The propensity to join the military is down nationally, he acknowledges, although statistics show 61% of young adults 18 to 24 years old nonetheless look favorably on it. Evon says he and others on his team continually reassess how they might attract interest from members of Gen Z.
“We’re trying to tap into this sense of belonging. For those coming from a single-parent household, those who’ve felt isolated since the pandemic, we have a place for you,” he says. “There’s a pathway to citizenship for not only those who join, but also their families. All these things build diversity in our formations, and we’re proud of the fact that our ranks are on par with the demographics of the state.”
Members serve one weekend a month and two weeks in the summer, while going home to their families and working in the communities in which they live, mingling with neighbors, attending children’s activities, and rolling out the bins on trash day.
Because its members are fanned out and work in every civilian industry around Connecticut, uniquely, the Guard touches every corner.
Evon describes members’ mission as “selfless service” – whether serving overseas or when they participate in the Special Olympics Torch Run, or work with high school students during the World Affairs Council of Connecticut Model United Nations program, or entertain a crowd gathered to hear the band play in the park on a warm summer night, or build hospital overflow units in empty parking lots, like they did during COVID.
His own “selfless service” comes in partly when he walks the hallways of the State Armory in Hartford whenever the ASVAB, Armed Services Vocational Aptitude Battery, is being administered. That’s a test in which takers are scored on their skills and matched with a vocation that mirrors their abilities – albeit not necessarily their desires.

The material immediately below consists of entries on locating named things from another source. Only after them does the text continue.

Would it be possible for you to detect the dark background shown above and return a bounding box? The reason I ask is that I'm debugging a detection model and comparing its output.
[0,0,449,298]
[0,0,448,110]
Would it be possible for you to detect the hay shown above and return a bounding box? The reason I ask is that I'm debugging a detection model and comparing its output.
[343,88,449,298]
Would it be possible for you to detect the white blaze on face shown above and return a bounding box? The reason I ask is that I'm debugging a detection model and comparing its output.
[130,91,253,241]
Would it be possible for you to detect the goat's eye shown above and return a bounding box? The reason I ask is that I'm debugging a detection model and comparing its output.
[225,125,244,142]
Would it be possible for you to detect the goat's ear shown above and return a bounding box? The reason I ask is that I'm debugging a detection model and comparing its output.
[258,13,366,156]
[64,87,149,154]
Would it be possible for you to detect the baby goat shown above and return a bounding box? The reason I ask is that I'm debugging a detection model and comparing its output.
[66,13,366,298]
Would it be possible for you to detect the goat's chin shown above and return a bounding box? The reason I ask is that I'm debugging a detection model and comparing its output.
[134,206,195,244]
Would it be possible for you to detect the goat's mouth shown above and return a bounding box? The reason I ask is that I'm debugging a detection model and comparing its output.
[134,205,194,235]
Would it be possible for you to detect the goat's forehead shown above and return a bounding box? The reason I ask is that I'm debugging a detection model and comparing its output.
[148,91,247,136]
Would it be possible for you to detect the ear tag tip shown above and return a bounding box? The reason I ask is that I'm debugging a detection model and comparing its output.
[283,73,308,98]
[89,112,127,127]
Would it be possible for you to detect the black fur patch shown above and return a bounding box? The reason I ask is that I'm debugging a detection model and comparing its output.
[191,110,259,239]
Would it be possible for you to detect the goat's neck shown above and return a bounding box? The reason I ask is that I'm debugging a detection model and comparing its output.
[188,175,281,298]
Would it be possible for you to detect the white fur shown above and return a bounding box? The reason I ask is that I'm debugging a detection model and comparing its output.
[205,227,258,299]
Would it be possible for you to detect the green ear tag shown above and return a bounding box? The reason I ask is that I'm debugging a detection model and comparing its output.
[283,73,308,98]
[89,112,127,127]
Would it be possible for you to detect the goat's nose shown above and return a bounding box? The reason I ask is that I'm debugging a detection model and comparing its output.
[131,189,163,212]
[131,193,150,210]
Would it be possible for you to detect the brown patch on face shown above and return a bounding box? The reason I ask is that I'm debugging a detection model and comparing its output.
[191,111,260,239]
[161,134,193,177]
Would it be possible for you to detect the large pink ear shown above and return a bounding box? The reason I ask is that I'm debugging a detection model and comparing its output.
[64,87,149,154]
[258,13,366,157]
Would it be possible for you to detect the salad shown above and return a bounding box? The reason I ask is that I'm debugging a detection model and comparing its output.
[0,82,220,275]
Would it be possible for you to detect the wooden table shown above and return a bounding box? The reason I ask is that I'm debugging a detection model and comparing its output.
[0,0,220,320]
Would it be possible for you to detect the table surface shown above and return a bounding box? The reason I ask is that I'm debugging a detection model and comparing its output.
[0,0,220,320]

“I saw this kid a couple weeks ago pacing back and forth, really nervous about the test. He wants to be a truck driver. So, a couple of us talked to him and settled him down. Then, I met up with him after the test and he thought he did pretty well,” Evon recounts, tapping on a sticky note attached to his desk. “I have his name right here, so I keep looking at it. Every day we get a new members report, and I’m watching to see when he’s officially a member of the team.”
That concept of teamwork is something Evon, who’ll celebrate 40 years of service in August 2025, repeats in conversation when reflecting on his career and time at UConn. It’s something cultivated under that poncho spread wide over him on a rainy day.
“Our members raised their right hand to be part of something larger than themselves,” he says, “and, honestly, that’s a beautiful thing.”